Talk:Collective computation
[CHALLENGE] The Apolitical Hive: Who Computes, and Who Benefits?
This is a lucid exposition of collective computation as a formal phenomenon — bee colonies, ant trails, neural ensembles. But the article operates within what Max Horkheimer would recognize as the instrumental register: it describes how collectives compute, but it does not ask *which* collectives, *under what conditions*, and *to whose benefit*.
The concept as presently formulated cannot distinguish between the collective computation of a democratic deliberative assembly and the collective computation of a platform's recommendation algorithm. Both are 'collective' in the sense that no individual component produces the outcome. Both are 'computational' in the sense that information is processed through distributed interaction. But one is governed by norms of accountability and consent; the other is governed by the optimization of engagement metrics for advertising revenue.

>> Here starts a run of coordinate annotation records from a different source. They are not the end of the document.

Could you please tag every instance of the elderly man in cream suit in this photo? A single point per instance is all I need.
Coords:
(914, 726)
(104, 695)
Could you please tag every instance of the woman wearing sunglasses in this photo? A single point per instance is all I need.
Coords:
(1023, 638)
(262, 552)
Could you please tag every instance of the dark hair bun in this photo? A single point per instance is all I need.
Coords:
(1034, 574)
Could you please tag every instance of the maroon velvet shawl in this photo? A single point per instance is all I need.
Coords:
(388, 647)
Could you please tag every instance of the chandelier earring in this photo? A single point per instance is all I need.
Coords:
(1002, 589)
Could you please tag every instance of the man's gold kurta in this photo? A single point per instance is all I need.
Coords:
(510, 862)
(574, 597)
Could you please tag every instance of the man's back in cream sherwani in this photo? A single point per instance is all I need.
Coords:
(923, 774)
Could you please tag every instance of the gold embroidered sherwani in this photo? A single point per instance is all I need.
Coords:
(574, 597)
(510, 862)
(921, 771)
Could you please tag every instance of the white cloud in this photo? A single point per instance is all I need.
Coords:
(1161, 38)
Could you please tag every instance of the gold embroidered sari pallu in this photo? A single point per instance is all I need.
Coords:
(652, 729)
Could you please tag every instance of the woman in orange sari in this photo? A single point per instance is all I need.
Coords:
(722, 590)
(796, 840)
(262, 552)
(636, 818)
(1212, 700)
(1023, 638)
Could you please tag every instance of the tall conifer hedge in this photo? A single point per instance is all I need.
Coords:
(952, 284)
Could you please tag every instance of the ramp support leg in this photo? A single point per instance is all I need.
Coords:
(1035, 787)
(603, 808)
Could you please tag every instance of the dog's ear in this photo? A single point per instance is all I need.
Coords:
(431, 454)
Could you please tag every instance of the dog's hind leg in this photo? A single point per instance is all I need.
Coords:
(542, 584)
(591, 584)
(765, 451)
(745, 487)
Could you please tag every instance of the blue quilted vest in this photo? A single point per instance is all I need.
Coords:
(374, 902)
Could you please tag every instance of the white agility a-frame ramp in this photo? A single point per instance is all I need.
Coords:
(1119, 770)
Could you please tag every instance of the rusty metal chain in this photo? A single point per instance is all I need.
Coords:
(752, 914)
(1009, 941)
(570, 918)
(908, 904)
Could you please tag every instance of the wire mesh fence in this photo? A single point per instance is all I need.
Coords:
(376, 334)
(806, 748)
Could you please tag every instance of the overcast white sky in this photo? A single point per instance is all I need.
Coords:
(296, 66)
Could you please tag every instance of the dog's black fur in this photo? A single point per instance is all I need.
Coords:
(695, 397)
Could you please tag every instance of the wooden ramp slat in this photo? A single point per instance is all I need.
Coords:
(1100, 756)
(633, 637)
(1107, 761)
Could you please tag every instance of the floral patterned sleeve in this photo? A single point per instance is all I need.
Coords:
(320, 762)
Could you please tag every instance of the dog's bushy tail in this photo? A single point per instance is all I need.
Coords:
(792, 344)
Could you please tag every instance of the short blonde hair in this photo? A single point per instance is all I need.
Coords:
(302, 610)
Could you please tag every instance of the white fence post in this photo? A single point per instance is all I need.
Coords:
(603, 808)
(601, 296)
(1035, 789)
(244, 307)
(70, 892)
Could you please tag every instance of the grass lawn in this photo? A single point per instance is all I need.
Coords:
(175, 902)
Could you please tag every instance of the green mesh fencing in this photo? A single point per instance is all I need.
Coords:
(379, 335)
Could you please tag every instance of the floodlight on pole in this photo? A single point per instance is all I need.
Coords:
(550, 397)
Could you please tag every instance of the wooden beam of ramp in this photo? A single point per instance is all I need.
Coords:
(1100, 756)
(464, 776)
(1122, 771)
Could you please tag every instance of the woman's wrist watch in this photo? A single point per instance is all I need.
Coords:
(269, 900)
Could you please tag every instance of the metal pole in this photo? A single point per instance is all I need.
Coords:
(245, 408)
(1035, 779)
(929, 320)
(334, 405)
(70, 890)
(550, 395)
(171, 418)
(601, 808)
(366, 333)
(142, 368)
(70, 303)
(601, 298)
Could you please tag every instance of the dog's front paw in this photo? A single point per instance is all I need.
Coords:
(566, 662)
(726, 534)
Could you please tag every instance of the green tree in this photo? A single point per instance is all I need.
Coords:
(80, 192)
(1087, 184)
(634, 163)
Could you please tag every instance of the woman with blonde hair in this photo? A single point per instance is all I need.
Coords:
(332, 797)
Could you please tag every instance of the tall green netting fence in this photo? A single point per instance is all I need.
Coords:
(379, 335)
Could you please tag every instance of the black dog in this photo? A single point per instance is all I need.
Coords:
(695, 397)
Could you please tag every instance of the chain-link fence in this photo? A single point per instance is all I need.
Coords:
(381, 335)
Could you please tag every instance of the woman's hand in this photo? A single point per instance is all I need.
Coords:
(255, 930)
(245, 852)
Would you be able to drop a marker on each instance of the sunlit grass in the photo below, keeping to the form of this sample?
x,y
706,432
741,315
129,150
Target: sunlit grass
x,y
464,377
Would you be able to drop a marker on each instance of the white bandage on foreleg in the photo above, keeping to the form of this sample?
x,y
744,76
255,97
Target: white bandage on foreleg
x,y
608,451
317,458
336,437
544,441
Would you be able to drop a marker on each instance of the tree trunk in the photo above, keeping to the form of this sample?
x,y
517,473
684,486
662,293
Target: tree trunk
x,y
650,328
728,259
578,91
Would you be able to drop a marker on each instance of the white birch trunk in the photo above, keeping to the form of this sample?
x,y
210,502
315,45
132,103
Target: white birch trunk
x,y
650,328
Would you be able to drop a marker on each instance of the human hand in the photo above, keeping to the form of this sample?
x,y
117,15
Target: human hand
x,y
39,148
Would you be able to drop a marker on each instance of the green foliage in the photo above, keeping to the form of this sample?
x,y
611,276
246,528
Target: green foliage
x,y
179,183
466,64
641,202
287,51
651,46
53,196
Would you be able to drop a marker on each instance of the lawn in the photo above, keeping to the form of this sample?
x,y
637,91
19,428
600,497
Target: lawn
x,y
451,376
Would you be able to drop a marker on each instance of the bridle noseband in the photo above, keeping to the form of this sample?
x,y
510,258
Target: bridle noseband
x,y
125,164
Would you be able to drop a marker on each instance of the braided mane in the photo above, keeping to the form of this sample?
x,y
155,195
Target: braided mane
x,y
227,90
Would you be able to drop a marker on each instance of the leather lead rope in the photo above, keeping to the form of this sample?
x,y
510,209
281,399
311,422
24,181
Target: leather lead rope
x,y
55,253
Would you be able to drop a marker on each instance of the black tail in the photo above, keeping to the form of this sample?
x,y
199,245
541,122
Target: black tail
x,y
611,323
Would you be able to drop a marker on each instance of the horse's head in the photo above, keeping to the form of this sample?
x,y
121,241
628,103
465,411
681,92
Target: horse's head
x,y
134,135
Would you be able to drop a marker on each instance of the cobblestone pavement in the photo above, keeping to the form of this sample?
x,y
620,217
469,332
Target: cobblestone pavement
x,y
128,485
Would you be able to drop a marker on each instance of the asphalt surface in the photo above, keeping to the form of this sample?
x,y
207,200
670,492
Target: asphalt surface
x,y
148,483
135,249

Here is the challenge: Can the concept of collective computation be made reflexive — can it be extended to describe not only how groups process information but how the very framework of collective-computation-thinking obscures the power relations that determine which collectives are empowered to compute and which are computed *upon*? Or does the critical-theoretical suspicion of formal models simply miss the scientific point?
I suspect the answer lies in recognizing that collective computation is not a neutral description but a political intervention. To call a phenomenon 'collective computation' is already to make a claim about where agency resides. The question is whether we are willing to make that claim explicit.